A broken bone (fracture) in a child or adolescent must be scrutinized. Unlike adults, whose growth plates are closed, a child or adolescent is at risk for a fracture through the growth plate.
A growth plate, also called a physis or physeal plate, is a section of cartilage located at the ends of the long bones in children and teenagers. It is here that cartilage divides and calcifies which adds length and breadth to all the bones in growing individuals. When a person stops growing, usually in mid to late adolescence, the growth plates close or fuse to form solid bone.
Fractures often occur through the growth plate. The physis consists of calcified and uncalcified cartilage. Fractures frequently occur at the junction of these two types of cartilage where the structural matrix of uncalcified cartilage is weaker and less resistant to stresses and strains than the calcified cartilage.*
Growth plate fractures occur when a bone breaks. The growth plate is where new bone develops, so injury to this area can cause the plate to close prematurely and stop bone growth. This may cause a skeletal deformity if not treated properly initially and not monitored long after the fractured bone has healed.

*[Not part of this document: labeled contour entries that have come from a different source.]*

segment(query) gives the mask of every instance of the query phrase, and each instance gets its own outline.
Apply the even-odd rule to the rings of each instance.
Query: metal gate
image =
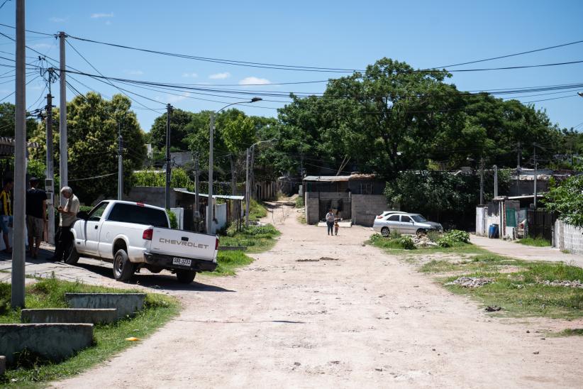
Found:
[[[541,209],[528,209],[526,214],[526,236],[539,236],[553,241],[553,231],[557,217],[555,212]]]

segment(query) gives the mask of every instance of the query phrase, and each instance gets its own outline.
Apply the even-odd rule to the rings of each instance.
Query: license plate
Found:
[[[175,258],[172,260],[172,265],[180,265],[182,266],[190,266],[192,263],[191,259],[187,259],[185,258]]]

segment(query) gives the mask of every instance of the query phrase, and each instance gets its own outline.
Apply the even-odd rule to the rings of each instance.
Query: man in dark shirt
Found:
[[[28,249],[30,256],[38,256],[38,247],[43,240],[47,217],[47,193],[37,189],[38,179],[30,178],[30,189],[26,191],[26,228],[28,230]],[[36,240],[36,246],[34,245]]]

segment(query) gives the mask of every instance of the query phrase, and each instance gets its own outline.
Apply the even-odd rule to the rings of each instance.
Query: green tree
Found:
[[[84,204],[100,196],[112,197],[117,192],[118,123],[123,138],[124,189],[132,185],[132,172],[142,167],[145,158],[144,133],[135,114],[130,110],[131,101],[116,94],[111,101],[95,92],[77,96],[67,104],[69,185]],[[58,118],[58,111],[55,112]],[[58,121],[55,121],[53,149],[55,171],[59,174]],[[39,126],[33,140],[43,147],[31,157],[45,160],[45,128]],[[104,176],[104,177],[99,177]],[[87,180],[86,180],[87,179]]]
[[[583,228],[583,175],[572,176],[552,187],[545,197],[545,207],[559,212],[561,220]]]
[[[150,129],[149,140],[152,146],[158,150],[166,148],[166,121],[167,113],[164,113],[154,120]],[[194,114],[188,111],[175,108],[170,114],[170,150],[188,150],[186,138],[189,135],[187,128],[192,121]],[[207,122],[208,123],[208,122]]]

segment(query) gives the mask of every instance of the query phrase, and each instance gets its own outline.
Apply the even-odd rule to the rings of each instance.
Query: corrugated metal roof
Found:
[[[189,192],[185,189],[174,189],[174,192],[179,192],[180,193],[186,193],[187,194],[192,194],[194,196],[196,193],[194,192]],[[199,193],[199,196],[201,197],[208,197],[208,193]],[[244,196],[228,196],[225,194],[213,194],[213,199],[224,199],[226,200],[243,200],[245,199]]]

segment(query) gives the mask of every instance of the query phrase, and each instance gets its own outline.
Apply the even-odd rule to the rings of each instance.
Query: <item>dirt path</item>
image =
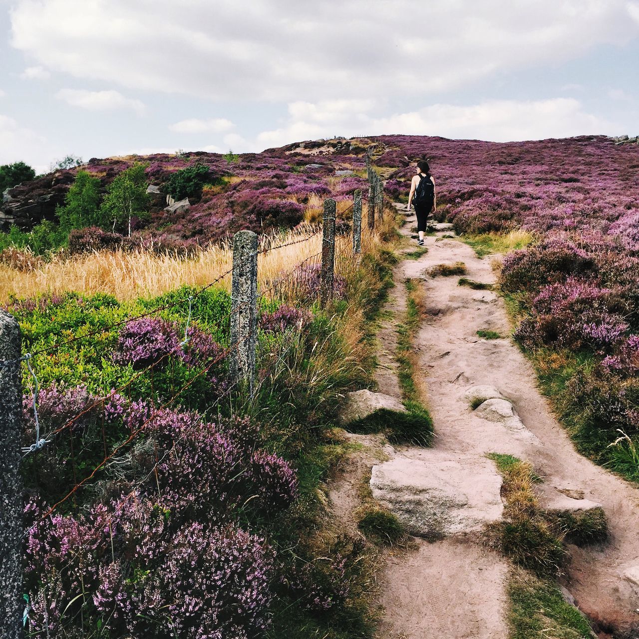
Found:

Fractures of the growth plates in the proximal tibia (top of the shin bone) and distal femur (bottom of the thighbone) are the most likely to cause growth arrest or deformity. A child who breaks a growth plate in the leg may develop a limb length discrepancy, where the healthy leg grows longer than the broken leg. (This type of growth deformity should not be confused with bowleg or knock knee, conditions caused by other factors.)
Growth plate injuries are also common in upper extremity long bones, such as the wrist and elbow, and, less commonly, in the shoulder.
Although a fracture is usually visible on an X-ray, a fracture that includes or is only located in the growth plate may be tricky to diagnose. This is because the growth plate is radiolucent on an X-ray, meaning it is translucent or mostly invisible. Unless the growth plate fracture is displaced (out of alignment) or is part of a fracture that extends from bone that is radiodense (visible as a solid white mass on an X-ray), it can be easy to miss.
Advanced imaging aids in assessing the amount of injury to the growth plate. It is often recommended that children or teenagers who break an arm or leg have a CT scan and/or MRI to determine precisely where the growth plate has been injured. This not only helps in guiding the appropriate treatment of these fractures, but in monitoring growth after the fracture heals.
Growth plate fractures may have no long-term consequences, but they can sometimes cause limb length discrepancies, angular deformities, and/or joint incongruities (in which the two bones that form a joint do not line up properly). Whether such complications arise may depend on the level of energy associated with the injury that caused the break and/or the alignment of the fractured bone during the healing phase.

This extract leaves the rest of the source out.